Fasting is not a new concept; we’ve been practicing this for years in various ways. For example, people are required to fast in preparation for blood tests, surgeries, and other medical examinations. However, last 2012, a BBC documentary by Dr. Michael Mosley, entitled “Eat, Fast, & Live Longer,” was released and it led to the booming recognition of intermittent fasting (IF) as a means to lose weight. As IF became popular, so did prolonged or extended fasting, which was explored by a lot of doctors and scientists for its mechanisms and benefits.
I know that people are reluctant to try fasting because it has been dubbed by some as “starving yourself to death,” which is NOT the case at all. This view of many on fasting propagates fear and feeds the connotation that fasting is unhealthy, resulting only in weight loss and nothing more. These are all myths! The fact that fasting is being practiced for years by both men and women, obese and lean people alike, should be an indicator of how safe and beneficial it can be in the right circumstances (there are exceptions).
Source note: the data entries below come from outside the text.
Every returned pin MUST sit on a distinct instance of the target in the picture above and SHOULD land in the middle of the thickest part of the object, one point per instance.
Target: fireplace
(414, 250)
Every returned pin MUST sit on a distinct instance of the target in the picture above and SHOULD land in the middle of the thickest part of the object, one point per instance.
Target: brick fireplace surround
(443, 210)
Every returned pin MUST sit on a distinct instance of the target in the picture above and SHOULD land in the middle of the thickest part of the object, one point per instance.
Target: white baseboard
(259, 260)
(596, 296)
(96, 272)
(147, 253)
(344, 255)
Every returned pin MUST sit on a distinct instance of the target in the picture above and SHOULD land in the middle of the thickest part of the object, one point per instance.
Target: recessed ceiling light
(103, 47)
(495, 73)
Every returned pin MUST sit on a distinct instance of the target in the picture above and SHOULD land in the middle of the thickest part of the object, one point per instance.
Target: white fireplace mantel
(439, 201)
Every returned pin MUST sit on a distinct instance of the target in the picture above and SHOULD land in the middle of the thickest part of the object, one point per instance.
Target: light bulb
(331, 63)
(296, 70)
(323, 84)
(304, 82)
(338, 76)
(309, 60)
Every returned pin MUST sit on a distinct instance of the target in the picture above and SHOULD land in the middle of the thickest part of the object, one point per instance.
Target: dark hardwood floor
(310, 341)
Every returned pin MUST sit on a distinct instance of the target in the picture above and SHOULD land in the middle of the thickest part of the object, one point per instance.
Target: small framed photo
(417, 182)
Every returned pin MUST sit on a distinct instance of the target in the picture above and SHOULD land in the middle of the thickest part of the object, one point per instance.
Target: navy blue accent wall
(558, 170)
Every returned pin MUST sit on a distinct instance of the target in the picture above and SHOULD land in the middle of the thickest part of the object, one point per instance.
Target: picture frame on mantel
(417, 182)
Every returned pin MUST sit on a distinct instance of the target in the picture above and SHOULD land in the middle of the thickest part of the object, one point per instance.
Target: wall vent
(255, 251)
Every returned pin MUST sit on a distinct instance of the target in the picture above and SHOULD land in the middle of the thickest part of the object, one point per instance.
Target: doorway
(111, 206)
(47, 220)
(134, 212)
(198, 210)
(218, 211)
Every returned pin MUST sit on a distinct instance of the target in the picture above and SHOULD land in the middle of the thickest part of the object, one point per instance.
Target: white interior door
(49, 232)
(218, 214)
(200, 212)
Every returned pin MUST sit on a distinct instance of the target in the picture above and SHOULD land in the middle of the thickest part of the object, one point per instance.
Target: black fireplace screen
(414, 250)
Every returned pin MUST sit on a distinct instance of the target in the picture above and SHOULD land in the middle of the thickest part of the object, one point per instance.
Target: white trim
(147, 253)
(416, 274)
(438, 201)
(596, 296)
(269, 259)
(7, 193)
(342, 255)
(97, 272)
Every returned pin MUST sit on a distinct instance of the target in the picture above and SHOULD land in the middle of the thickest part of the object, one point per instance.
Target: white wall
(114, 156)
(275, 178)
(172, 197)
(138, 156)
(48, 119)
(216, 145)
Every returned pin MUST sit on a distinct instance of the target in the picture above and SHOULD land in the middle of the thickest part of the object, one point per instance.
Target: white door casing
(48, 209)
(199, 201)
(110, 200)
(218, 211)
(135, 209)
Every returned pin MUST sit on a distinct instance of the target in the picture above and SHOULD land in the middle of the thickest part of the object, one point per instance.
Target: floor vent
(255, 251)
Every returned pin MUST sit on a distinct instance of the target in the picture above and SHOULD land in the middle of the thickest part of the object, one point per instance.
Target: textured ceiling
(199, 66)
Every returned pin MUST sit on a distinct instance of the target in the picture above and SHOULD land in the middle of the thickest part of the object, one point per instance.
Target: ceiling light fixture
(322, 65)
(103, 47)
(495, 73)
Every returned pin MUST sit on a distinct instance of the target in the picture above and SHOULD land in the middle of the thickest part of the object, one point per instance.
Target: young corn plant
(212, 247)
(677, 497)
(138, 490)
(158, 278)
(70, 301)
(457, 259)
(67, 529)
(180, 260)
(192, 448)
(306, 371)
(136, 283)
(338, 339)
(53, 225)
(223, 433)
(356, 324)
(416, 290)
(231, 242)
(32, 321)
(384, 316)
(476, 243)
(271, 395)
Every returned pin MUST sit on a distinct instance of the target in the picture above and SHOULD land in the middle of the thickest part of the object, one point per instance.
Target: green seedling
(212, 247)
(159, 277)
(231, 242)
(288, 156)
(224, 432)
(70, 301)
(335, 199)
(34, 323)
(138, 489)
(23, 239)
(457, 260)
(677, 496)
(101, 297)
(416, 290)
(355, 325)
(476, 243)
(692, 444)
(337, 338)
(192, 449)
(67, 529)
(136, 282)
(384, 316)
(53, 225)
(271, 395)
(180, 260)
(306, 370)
Yes, the idea of not eating for a whole day can be pretty intimidating. However, everything that’s unfamiliar is usually scary at first. You’re not well-versed on the topic yet, which is the reason why you may have doubts. That is why learning about how fasting works and its benefits is important; it erases the lingering fears and misconceptions about the matter.
Let’s talk about some of the questions that people have, including its safety.
Intermittent fasting (IF) and Prolonged Fasting: Are they different?
By definition, the adjective ‘intermittent’ means that something is occurring at an irregular interval. On the other hand, ‘prolonged’ means that the duration of a certain act is extended. So, yes, IF and prolonged fasting are different, but both involve not consuming food for a certain period of time.
For IF, timing, having a proper meal plan, and a healthy lifestyle are the keys to success. There are three types of IF and these differ in the time interval in between meals.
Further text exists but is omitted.